I agree with all of these points. Especially the last.


----------



## Deacon

ShredLife said:


> people who think that having children gives them some unique perspective that other people don't have is ridiculous. and stupid.


Said everyone who has no kids. And everyone until they have kids. Unless they have kids with no interest in being a parent. In which case it'd probably make no difference. :dunno:


----------



## ShredLife

The Deacon said:


> Said everyone who has no kids. And everyone until they have kids. Unless they have kids with no interest in being a parent. In which case it'd probably make no difference. :dunno:


i can just as easily and probably more accurately argue that people who think that their being a parent gives them a unique perspective are simply people who are more self-absorbed and focused on self interests, have less empathy overall, are more apt to be tribalistic in regards to everything from religion, politics, culture, nationalism, etc., and overall less objective.


----------



## Deacon

ShredLife said:


> i can just as easily and probably more accurately argue that people who think that their being a parent gives them a unique perspective are simply people who are more self-absorbed and focused on self interests, have less empathy overall, are more apt to be tribalistic in regards to everything from religion, politics, culture, nationalism, etc., and overall less objective.


if you believe that, then you just described every parent I've ever met.

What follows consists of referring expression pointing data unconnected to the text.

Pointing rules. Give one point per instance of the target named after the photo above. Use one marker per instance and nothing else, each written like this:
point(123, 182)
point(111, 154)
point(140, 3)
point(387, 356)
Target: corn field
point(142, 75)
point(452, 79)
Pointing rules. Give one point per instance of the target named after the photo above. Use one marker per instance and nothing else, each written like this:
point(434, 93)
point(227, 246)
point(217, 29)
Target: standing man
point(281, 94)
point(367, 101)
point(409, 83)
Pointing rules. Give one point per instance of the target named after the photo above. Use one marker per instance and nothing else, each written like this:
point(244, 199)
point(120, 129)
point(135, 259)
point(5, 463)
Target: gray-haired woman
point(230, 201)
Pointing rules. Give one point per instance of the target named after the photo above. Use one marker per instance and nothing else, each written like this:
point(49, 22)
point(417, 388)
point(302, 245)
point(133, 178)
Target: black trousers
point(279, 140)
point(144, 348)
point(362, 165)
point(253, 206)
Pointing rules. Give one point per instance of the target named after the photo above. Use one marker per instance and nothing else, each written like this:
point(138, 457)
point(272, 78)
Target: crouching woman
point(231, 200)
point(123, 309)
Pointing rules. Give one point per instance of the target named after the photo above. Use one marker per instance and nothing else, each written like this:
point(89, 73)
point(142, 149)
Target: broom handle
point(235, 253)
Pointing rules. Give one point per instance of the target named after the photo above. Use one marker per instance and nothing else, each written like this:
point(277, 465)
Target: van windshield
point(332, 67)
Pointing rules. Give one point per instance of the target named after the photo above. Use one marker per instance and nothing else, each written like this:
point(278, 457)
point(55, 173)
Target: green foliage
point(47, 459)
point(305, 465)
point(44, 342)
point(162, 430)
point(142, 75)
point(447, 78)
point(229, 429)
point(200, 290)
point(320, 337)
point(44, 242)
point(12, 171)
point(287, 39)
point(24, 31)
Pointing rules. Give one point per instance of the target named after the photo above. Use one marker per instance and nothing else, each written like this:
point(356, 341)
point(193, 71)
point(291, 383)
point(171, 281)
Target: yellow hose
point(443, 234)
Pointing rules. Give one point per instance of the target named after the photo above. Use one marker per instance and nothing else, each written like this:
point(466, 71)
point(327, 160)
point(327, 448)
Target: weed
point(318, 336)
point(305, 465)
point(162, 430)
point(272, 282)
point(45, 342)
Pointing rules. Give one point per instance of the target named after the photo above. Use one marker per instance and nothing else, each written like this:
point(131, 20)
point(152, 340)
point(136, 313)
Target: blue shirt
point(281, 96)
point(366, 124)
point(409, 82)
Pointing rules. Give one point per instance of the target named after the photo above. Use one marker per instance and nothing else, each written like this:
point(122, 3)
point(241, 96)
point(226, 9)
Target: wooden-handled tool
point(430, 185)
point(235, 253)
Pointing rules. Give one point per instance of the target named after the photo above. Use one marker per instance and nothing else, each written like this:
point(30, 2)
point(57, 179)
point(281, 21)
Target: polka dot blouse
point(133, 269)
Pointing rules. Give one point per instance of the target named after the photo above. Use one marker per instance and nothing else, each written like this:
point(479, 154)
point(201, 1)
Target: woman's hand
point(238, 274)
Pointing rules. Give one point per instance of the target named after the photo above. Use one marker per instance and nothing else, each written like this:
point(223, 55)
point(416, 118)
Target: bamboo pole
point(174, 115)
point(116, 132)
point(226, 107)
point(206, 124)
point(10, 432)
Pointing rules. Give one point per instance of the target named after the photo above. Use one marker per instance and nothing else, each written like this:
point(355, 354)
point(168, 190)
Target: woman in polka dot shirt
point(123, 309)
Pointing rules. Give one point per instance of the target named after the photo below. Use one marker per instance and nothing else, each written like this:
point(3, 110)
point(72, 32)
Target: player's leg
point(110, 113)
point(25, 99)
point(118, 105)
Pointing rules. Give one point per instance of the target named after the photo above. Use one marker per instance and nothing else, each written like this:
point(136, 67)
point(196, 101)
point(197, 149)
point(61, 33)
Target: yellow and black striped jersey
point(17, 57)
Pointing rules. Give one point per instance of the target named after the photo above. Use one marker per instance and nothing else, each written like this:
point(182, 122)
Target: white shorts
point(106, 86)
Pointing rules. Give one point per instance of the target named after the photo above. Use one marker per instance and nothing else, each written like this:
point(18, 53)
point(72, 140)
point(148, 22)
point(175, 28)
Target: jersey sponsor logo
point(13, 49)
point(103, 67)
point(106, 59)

I don't believe there's a parent alive who's preconceived notion of what parenthood was gonna be like wasn't pretty much destroyed in the first year. Maybe you're exceptionally astute, or gifted with some rare insight and you'll prove to be the exception. Let me know after you have a couple. :dunno:


----------



## ShredLife

The Deacon said:


> if you believe that, then *you just described every parent I've ever met*. I don't believe there's a parent alive who's preconceived notion of what parenthood was gonna be like wasn't pretty much destroyed in the first year. Maybe you're exceptionally astute, or gifted with some rare insight and you'll prove to be the exception. Let me know after you have a couple. :dunno:


i know, that's why i wrote it. i AM exceptionally astute. statistically i am more intelligent than 97% of the other primates on this rock... thanks for noticing.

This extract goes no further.